Last month, it launched to great fanfare the Beijing to Shanghai high-speed line, whose trains can travel at a top speed of 186 miles (300 kilometers) per hour. The speed was cut from the originally planned 217 mph (350 kph) after questions were raised about safety.



In less than four weeks of operation, power outages and other malfunctions have plagued the showcase 820-mile (1,318-kilometer) line. The Railways Ministry has apologized for the problems and said that summer thunderstorms and winds were the cause in some cases.



A total of 35 people died in Saturday's accident, including two foreigners, whose nationalities were unclear, said an official surnamed Wang in the Zhejiang provincial emergency office. A further 191 people were being treated at hospitals, said Wang, who gave only his surname, as is common with Chinese officials.



The second train had left Beijing and both trains were destined for Fuzhou in eastern Fujian province. Wang said it was unclear how long the first train had sat on the track before being struck.



Early Sunday, Chinese President Hu Jintao and Premier Wen Jiabao had called for an all-out effort to rescue passengers still trapped in the wreckage hours after the collision, Xinhua said. China Central Television later said the search-and-rescue operation had ended by 4 a.m. Sunday.



A preliminary investigation by the Zhejiang provincial government showed that four coaches of the moving train fell off the viaduct. The cars plunged about 65 to 100 feet (20 to 30 meters) from the elevated section of track, Xinhua said.

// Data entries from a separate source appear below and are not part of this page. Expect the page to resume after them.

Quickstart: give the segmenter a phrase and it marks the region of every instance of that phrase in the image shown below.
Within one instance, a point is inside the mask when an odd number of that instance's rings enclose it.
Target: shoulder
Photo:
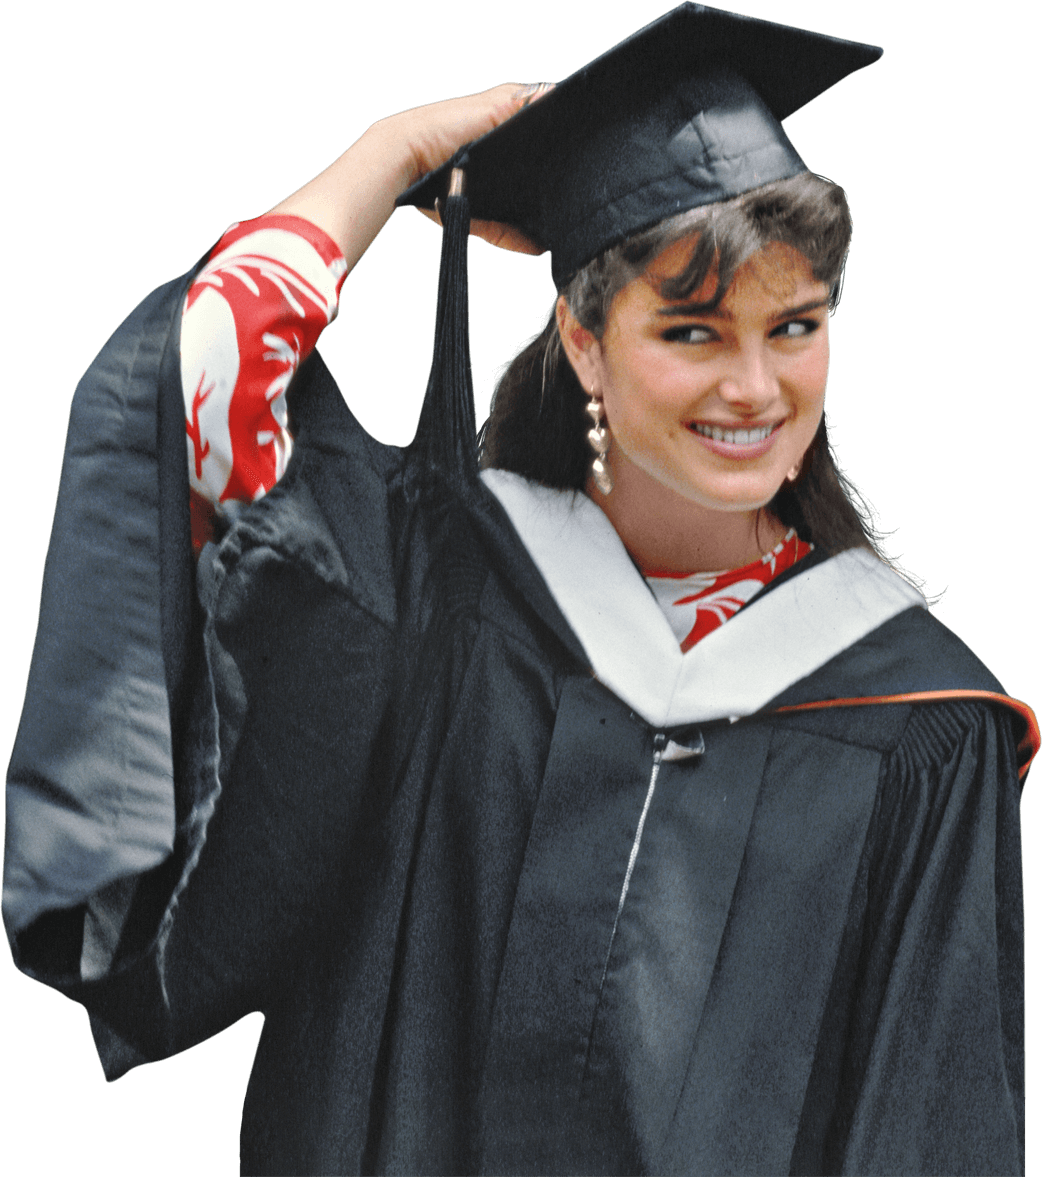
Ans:
[[[848,616],[863,617],[865,624],[856,640],[839,646],[787,697],[775,700],[777,705],[802,701],[808,692],[828,698],[1006,693],[977,654],[925,607],[921,594],[870,553],[854,548],[785,579],[788,592],[765,593],[765,601],[777,597],[791,610],[815,611],[823,630],[837,630]]]
[[[945,759],[981,725],[997,724],[1016,739],[1021,775],[1039,745],[1031,708],[1007,695],[973,651],[922,607],[903,609],[863,634],[788,686],[768,710],[883,751],[904,746],[912,760]]]
[[[915,781],[987,764],[1015,780],[1015,723],[1009,709],[980,699],[910,705],[901,739],[887,759],[888,771]]]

Xinhua quoted an unidentified witness as saying, "Rescuers have dragged many passengers out of the coach that fell on the ground."



The Wenzhou city government said more than 1,000 people participated in the rescue operation.

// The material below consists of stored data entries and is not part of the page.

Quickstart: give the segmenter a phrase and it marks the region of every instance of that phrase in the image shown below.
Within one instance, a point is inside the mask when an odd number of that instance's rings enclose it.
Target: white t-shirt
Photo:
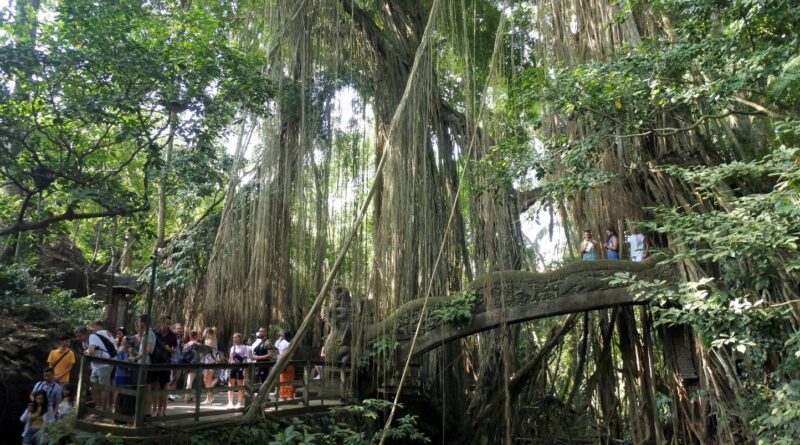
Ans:
[[[644,235],[641,233],[632,233],[628,235],[627,241],[631,245],[631,261],[643,261]]]
[[[275,347],[278,349],[278,358],[281,358],[283,353],[289,349],[289,342],[281,338],[275,342]]]
[[[92,357],[98,358],[111,358],[111,354],[106,351],[106,345],[103,343],[103,340],[100,340],[99,335],[105,337],[111,344],[114,344],[114,337],[108,331],[97,331],[89,334],[88,343],[89,346],[94,346],[94,352],[92,353]],[[106,366],[111,366],[106,363],[96,363],[92,362],[92,369],[101,369],[105,368]]]
[[[156,347],[156,333],[153,332],[152,329],[150,329],[149,331],[147,331],[147,349],[149,349],[152,352],[155,347]],[[139,363],[143,365],[150,364],[150,354],[144,353],[144,337],[142,337],[142,341],[139,342],[139,355],[142,356],[142,358],[139,360]]]
[[[56,417],[60,419],[71,410],[72,405],[70,405],[69,400],[62,400],[61,403],[58,404],[58,412],[56,413]]]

About 1,500 passengers were taken to a middle school, and more than 500 residents had given blood by 9 a.m. Sunday after appeals from the local blood bank, which said many of the injured needed transfusions, CCTV reported.



It was China's worst train accident since April 2008, when a train traveling from Beijing to the eastern coastal city of Qingdao derailed and crashed into another train, leaving 72 dead and another 416 injured.



Minister of Railways Sheng Guangzu, who rushed to the scene, ordered an in-depth investigation of Saturday's accident.



The trains involved are "D" trains — first-generation bullet trains.



China has spent billions of dollars and plans more massive investment to develop its high-speed rail network.



Official plans call for China's bullet train network to expand to 8,000 miles (13,000 kilometers) of track this year and 10,000 miles (16,000 kilometers) by 2020.



China's trains are based on Japanese, French and German technology but its manufacturers are trying to sell to Latin America and the Middle East. That has prompted complaints Beijing is violating the spirit of licenses with foreign providers by reselling technology that was meant to be used only in China.



The huge spending connected with the rail expansion also has been blamed for corruption. Railways Minister Liu Zhijun was dismissed this spring amid an investigation into unspecified corruption allegations.



No details have been released about the allegations against him, but news reports say they include kickbacks, bribes, illegal contracts and sexual liaisons.